Friday, September 12, 2008

just finished the psle listening compre and immediately online while cooking my lunch.

today was okay except for the fact that i did not bring an umbrella to sch and in the end have to share with my friend, rachel lim, thank you! :)

sorry that i did not continue the story yesterday, was in sch when posting.

argh! i got so many lead assignments that i am going to tear my hair out. just kidding.

anyway, continuing. and my neighbour is there shouting dunno crazy stuff. hate it.... sigh. there it goes again! :(

oops, sorry but then, there is a mistake in my story. this part is supposed to be like this: (wrong words in bold)
My mum…will she help me or reprimand me for staying up so late? I shuddered. My mum was a teacher and was known to be able to deal with children cases in a proper manner. (deleted the part about dad and mom quarreling) I am not sure what her reaction would be after hearing about this incident. I trudged my way home and pushed the gate which joints were rusty and needed oiling. -mom is already divorced


the continuation of the story:
I munched on my sushi and spoke through a muffled voice, “Mum, are you seeing someone?” She choked and coughed till I had to pat her back before she was ok. “Sue…where did you get that idea from?” she asked, eyeing me suspiciously. She must be thinking, “Was she spying on me? I must be careful!” I giggled and answered, “These days, you seem pretty elated and a momentary smile always flickers across your face. So, I thought…. Anyway, if you are really seeing that doctor, go for it mum!” I winked. She stared at me like I was some crazy woman and then burst out laughing. She guffawed, “Sue! My own daughter! He’s married, darling! I was going for my monthly checkups! Oh my god! Haha!” I listened, stunned. My face was flushed until the tips of my ears are red. “Oh…I see… Sorry for the misunderstanding, mom,” I stammered. She suddenly became serious. “I am sorry, Sue. But I haven’t got over what happened between your father and me. I cannot take the chance to be hurt again. I…” she trailed off, tears streaming down her face. I spoke softly, “It’s ok, mum. Everyone gets hurt once in a while,” I remembered what happened between James, my ex-boyfriend, and me, “you just have to learn to be strong and overcome it…” I had started crying too.
“Honey, what’s wrong? You don’t cry easily, that I remember.” I stifled a sob and could not stand it anymore. I blurted out the whole thing. My mom’s mouth was wide agape as she digested this piece of information. She screamed, “That son of a bitch! How dare he bully my daughter? He is going to get it from me when I drive you to school tomorrow!” I hugged her and cried. We stayed like that for an hour.
I sat on my bed and looked out of the window, it was raining.

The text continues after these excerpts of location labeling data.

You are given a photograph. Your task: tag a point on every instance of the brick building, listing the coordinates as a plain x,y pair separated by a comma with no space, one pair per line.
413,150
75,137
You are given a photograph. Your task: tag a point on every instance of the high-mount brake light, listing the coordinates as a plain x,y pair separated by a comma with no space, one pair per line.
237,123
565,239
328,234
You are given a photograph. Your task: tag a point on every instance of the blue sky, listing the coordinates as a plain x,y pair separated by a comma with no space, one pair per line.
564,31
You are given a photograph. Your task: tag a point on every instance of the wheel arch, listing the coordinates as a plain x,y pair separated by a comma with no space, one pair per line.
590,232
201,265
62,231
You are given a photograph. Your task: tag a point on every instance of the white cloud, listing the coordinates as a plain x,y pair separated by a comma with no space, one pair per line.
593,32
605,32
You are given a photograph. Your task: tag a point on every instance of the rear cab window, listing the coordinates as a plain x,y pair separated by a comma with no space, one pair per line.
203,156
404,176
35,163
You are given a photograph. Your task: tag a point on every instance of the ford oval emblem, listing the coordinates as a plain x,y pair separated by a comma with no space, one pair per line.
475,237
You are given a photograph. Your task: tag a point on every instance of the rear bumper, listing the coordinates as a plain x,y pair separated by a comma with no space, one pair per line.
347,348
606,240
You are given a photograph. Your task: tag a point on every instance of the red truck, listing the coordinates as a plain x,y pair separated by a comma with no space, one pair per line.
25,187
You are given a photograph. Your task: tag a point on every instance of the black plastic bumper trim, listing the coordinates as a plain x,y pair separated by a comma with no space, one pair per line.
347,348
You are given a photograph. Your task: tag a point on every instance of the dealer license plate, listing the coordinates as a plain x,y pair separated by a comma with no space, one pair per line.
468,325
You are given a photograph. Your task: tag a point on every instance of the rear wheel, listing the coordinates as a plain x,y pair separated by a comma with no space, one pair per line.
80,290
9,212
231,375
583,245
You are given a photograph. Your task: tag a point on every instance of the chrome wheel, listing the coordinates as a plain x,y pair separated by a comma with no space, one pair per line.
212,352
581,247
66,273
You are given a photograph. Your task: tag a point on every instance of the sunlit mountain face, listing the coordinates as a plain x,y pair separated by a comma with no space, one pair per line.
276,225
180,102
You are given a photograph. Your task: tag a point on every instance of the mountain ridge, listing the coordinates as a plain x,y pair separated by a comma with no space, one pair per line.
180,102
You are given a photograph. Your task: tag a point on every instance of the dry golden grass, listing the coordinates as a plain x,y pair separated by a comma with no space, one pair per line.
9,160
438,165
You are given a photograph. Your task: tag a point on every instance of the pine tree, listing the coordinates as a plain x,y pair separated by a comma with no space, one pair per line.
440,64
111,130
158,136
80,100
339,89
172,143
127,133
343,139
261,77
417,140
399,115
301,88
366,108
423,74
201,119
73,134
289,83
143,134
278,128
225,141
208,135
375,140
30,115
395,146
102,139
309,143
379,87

Raindrops trickled down the windowpanes and then, finally, dropped to the middle of the sideway. How lovely it would be to be able to just run away from your problems, just leave them far behind, never to be seen again. My problem with James, tomorrow, I would have to face him. What would he do? Will he do something rough towards me? Most importantly, what would mum do? I don’t want her chasing after him down the road, acting like a mad woman. I sighed out of frustration. So many things, my head is going to burst. At that moment, unconsciously, I cried again. It was the third time I am doing this. Why can’t I stop? I blinked and more tears came. I mumbled to no one in particular, “Take me. Take me away, away from this place, to a place called paradise.” But I knew that such places don’t exist, because this was like hell to me.

~

I held onto the car handle fast. My mum and her reckless driving, one more time and I am going to vomit. My hair was in a mess but was soon fixed with the brush of my comb and the rearview mirror. “I have to speak to that boy,” my mom said sternly. Sometimes, I get really frightened too and cower to her. She was a lioness, firm yet charming.
As we stepped out of the car, the vision of my school and students rushing around filled my eyes. I looked around for James and was unusually relieved to find out that James was not here yet. “Where’s that rascal?” my mom demanded. I said urgently, “He is not here yet,” and rushed off to my class. “Hey, Sue! Come back here!” my mother shouted, not furious, just puzzled. I ignored her and went in, there, suddenly, was my boyfriend, the one whom I was suppose to meet that night. Derrick. His eyes blazed. I was in trouble. I instinctively avoided his gaze and pretended that I did not see him. I tried to walk past him. He grabbed my hand. “Nice try,” he said. He pressed me against the wall. He asked furiously, “Where were you that night? I waited for you for one whole hour!” I trembled and stammered, “I, I can explain.” He shouted, “This will teach you a lesson!” He grabbed my wrist and pulled me to the staircase where no one was. Deserted. Derrick snarled. Then, he started kissing me furiously and hugging me. I struggled. No, not the same thing! I pushed him away and ran for my life. I then went to the ladies. I shut myself in a cubicle and naturally, cried. Why was I abused again and again? Was I just a toy to be played with? Why?